I have APC's...I know they are rice but I liked the way they looked. I understand what you mean by not fitting the gas pedal. I had to modify the bars in the back to make mine fit. You can check it out at :
http://members.cardomain.com/SlvrSpecV


----------



## specV02 (Jul 15, 2002)

What did u have to modifiy? those types of pedals are exactly what I want since I have the black and red interior personally don't think they are rice unless you go braggin about how much more power you have since you have the "sweet sport pedals"  
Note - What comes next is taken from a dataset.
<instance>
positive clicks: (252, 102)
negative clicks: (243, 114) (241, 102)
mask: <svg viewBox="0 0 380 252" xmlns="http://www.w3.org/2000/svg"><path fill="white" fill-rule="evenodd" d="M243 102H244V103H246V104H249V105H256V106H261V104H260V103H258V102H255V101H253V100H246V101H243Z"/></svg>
bTW car looks nice and clean


----------



## jblaze (Jan 30, 2003)

Yeah I am takin more pix today when i get the tint and debadge done. If you look at the pedal from the back there are 2 long pieces of metal that attach at the top on each side. The pieces run the whole way to the bottom. I took off the red cover on the front to expose the screws that hold the two long metal pieces at the top. Unscrewed the two screws so I could take off the two long pieces of metal ( make sure you dont lose the springs...you will need them later). There is a little lip about 1/2 down the pieces of metal. I cut off the rest of the long metal pieces after the little lip. The little lips will attach behind the pedal at the top...make sure you put the spings back in at the top before you replace the long metal pieces


----------



## specV02 (Jul 15, 2002)

so you have nothing holding the bottom of the pedals on??? Just curious as I don't want to have the pedals slidding around on me....


----------



## jblaze (Jan 30, 2003)

at the bottom there is a long bar and two screws for each side. they will atttach behind teh lip of the pedal...tighten them down first tehn do the top screws.


----------



## jblaze (Jan 30, 2003)

i can take more pix today and post them on my sight


----------



## jblaze (Jan 30, 2003)

also when everything is done you might want to clip the extra screw slack out. i didtn do this at first and i had a plastic floor mat ovre my ser mats and teh screws kept pulling up my plastic mat and messing my up when i shifted..Dont cut too much off...just a little


----------



## specV02 (Jul 15, 2002)

Yeah if you could post the pics that would help...btw were did u get your pedals, no around me sells them...


----------



## jblaze (Jan 30, 2003)

i got mine off ebay...they were 13 plus 5 for shipping. just look under pedals when you do a search...i wont be able to post pix till later on monday when i get to work. but i will get them up.


----------



## specV02 (Jul 15, 2002)

Thanks for the help.. u can hold on the pics for my account unless u just want to post them up to show them...followed your idea and get the ones I use to have on my honda on, I have th touring ones I purchased form manhonda.com. All I did on the gas pedal was remove the top plate behind the to spring screws, then put them on and cranked the screws down, they are on super tight and don't see any reason for them to slip. Most people say remove the rubber pads on your existing pedals but I left mine to give me a even tighter fit plus give the pedal something to stick in to. I will post pics of mine shortly..


----------



## chimmike (Oct 17, 2002)

racing pedals go woooooo woooooooooooooo


----------



## Guest (Mar 31, 2003)

*TURBO & GROUND KITS*

WHERE CAN I FIND TURBO KIT AND GROUND KIT FOR SPEC V O2?


----------



## sr20dem0n (Mar 19, 2003)

*Re: TURBO & GROUND KITS*



Izzy Spec V said:


> *WHERE CAN I FIND TURBO KIT AND GROUND KIT FOR SPEC V O2? *


1) turn of caps lock
2) search
3) read
4) don't ask questions about ground kits and turbos in a racing pedal thread

www.b15sentra.net
www.forcedinductionracing.com

looks like you have a lot of reading to do


----------



## chimmike (Oct 17, 2002)

when he finds out the turbo kit costs more than a grand, he won't buy it, LOL.

So many people ask tons of questions about it...........but 1 out of 200 are actually gonna buy a kit.


----------